Keep voicing your thoughts, please. They offer an interesting collection of thought provoking wisps of wisdom
I also loved this comment in particular, Michael. I notice your mentions in various comments of therapy based on expression/movement and similar and that’s very validating for me. I feel like I’m just learning to use my body for the first time and often feel the sudden need to sing and dance; it feels like it’s excising… something. I don’t know. Also I’m fascinated by moving pictures, I can just stare and stare, and I’ve often thought I must look like a toddler, staring to take in as much of the world as possible. Interesting days.
And aggiemonday, I love the phrase “wisps of wisdom”, I’d like to use it in conversation! Probably few opportunities though.
“I feel like I’m just learning to use my body for the first time and often feel the sudden need to sing and dance; it feels like it’s excising… something. I don’t know. Also I’m fascinated by moving pictures, I can just stare and stare, and I’ve often thought I must look like a toddler, staring to take in as much of the world as possible. Interesting days”
I too feel like I am using my body for the first time even though I have been an avid athlete my whole life.
We have one part that seems autistic. He will stare at water and be totally content. He poked out therapist to see if she was real. He will put things in his mouth and touch things that are hot.
I to am gong to steal wisps of wisdom.
I will teach you all to encourage me. Smile
I am not understanding there is another brain I am calling the early infant brain.
Not all infants have a startled response. I have observed this.

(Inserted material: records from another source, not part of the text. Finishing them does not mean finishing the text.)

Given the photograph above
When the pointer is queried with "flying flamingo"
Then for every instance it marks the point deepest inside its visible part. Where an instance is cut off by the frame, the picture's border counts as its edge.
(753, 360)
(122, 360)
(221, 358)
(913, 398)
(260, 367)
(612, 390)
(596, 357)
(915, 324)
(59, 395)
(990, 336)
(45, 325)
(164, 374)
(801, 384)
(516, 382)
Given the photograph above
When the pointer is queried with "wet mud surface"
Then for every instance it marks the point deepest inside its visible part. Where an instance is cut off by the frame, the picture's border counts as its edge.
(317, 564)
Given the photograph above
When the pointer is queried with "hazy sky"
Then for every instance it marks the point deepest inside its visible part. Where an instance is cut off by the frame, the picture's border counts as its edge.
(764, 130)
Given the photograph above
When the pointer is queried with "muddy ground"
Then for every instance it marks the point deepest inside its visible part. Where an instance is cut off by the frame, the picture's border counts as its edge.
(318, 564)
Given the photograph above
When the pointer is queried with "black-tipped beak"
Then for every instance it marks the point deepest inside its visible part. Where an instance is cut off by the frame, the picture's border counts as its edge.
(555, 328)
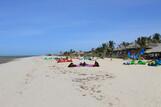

There is a response that happens in danger. If a early infant senses danger they are silent. It is more than that the body shuts down and starts to conserve. It is not the reaction to injury it is the reaction to the danger. Think hibernation.
I have been all about balancing the right and left brain and still am.
This is what is now my understanding. The left brain as a different access to my reptilian brains. I do not think it is intrinsic rather my years of left brain schooling requires much unlearning.
When you list most “symptoms” they seem to tie into the reptilian brains.
I really thing the key is sleep and unlearning how we learned to sleep.